Result: Reduce content on site and make it more scannable.
Users appreciate easy to find content that isn't buried because
want to see organization’s work.
Result: optimized user flow and reorganized content within site.
Users donate to organizations because they believe they are trustworthy, transparent, and accountable.
Result: add engaging imagery because it tells a visual story about the organization’s work, and fix design inconsistencies.
I got to thinking about how I could encourage a user to see more of work that's being done by the client and become inspired by it. I went through their social media page to get a better understanding of current community members' involvement.
Findings:
We use a prioritization framework to help synthesize some of the data. Then, with my research in mind, I created multiple iterations from sketches and low to mid-fidelity wireframes, and then got feedback from my peers and users.
I focused my design process based on the established pain points and the needs of the users. I initially made minimal changes to optimize the user experience and eventually settled on a direction for the prototype.
I conducted usability on the designs. I found while users showed an increase improvement with discoverability within the page users still had a hard time navigating to it from the homepage.
8/8 users were able to find the button link within once on the mapping tool page.
2/8 users struggle to get to the mapping to page from the home page.
7/8 users did not find 80% of the copy within the page useful.
Bringing the mapping tool to the home page will increase it's discoverability and let community members see locations of different water quality levels and Puget Soundkeeper's cleanup impact.
Keeping the news feed on the homepage while scaling it down to allow other work to shine on the home page.
Users can connect and now see work being done within their community.
“ Your concentration on the homepage and navigation is extremely helpful, as are your ideas around breaking down storytelling and language to connect with donors. We are so lucky to have had this opportunity to work with your team – we cannot thank you enough.”
- Donielle Stevens
Communications Manager, Puget Soundkeepers
Reevaluate the content on the site. There is a large amount of information on the PSK website that users aren’t accessing. Some pages had a lot of content whereas other pages didn’t. Use website analytics to weed out pages that may not even be needed.
Make the interactive mapping tool more user-friendly. One possibility: rename this tool to describe what it actually does. The fact that it is a map already implies its interactivity and that it’s a tool. Should it be “Water Quality Map”? “Pollution Map”? Ideally the name should signal to users that they can find such information there. In usability tests, we found that users didn’t know what to do once they opened the map. This could be improved significantly by making the layers filtering panel appear when the map initially loads.

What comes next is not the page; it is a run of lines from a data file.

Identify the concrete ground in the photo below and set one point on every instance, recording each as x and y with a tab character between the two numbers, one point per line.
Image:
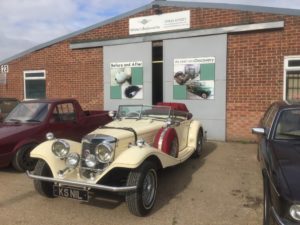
223	187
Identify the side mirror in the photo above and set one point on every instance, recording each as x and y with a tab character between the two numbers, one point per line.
258	130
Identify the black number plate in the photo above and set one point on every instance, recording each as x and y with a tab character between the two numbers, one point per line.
67	192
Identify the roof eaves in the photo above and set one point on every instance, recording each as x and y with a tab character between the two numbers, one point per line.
73	34
252	8
262	9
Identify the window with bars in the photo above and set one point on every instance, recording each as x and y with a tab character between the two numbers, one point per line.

A more thoughtful approach to social media. A good amount of content posted to PSK’s Instagram account links to resources from other organizations. While support of other organization’s efforts are important, it can subtly highlight the lack of resources and original content being created by PSK. Ideas for content include: action alerts, interviews or Q&A sessions with staff members, supporter highlights, facts about Puget Sound wildlife, etc.
Take another look at the structure of the News page. Include meta tags to allow for efficient filtering and searching. Create a clear division between what is a blog post, news article, press release, or other form of media coverage.

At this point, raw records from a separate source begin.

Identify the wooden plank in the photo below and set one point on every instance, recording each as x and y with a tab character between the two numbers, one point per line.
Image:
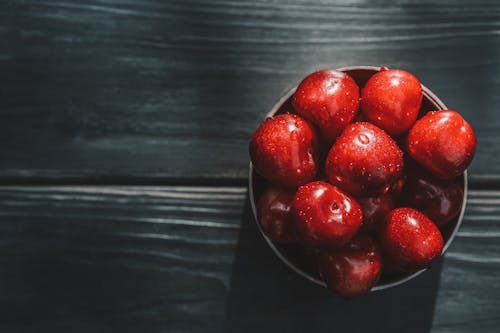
162	90
183	259
116	259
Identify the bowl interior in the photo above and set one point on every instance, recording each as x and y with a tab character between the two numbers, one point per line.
295	256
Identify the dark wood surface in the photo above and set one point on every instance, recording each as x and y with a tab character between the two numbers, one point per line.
97	97
164	90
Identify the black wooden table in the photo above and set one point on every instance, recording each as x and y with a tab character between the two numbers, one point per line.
124	129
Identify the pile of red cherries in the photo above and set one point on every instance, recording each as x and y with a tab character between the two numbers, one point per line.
362	179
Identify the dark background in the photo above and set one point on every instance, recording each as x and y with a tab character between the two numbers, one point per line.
123	167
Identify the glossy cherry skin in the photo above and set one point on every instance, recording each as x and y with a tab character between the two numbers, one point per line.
354	269
391	100
440	200
325	217
329	99
284	150
411	239
375	210
443	143
364	161
274	213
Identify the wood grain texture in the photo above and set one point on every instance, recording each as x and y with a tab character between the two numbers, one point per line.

We delivered the prototype to the client, along with a comprehensive report summarizing our findings. The client was very happy with the results, and offered to have us do further work with them, indicating that they would begin working with their web editor to implement the changes. However, at this point the client underwent a staffing reorganization, and consequently the implementation was postponed. We'll continue to make ourselves available to the client to make the changes when ready.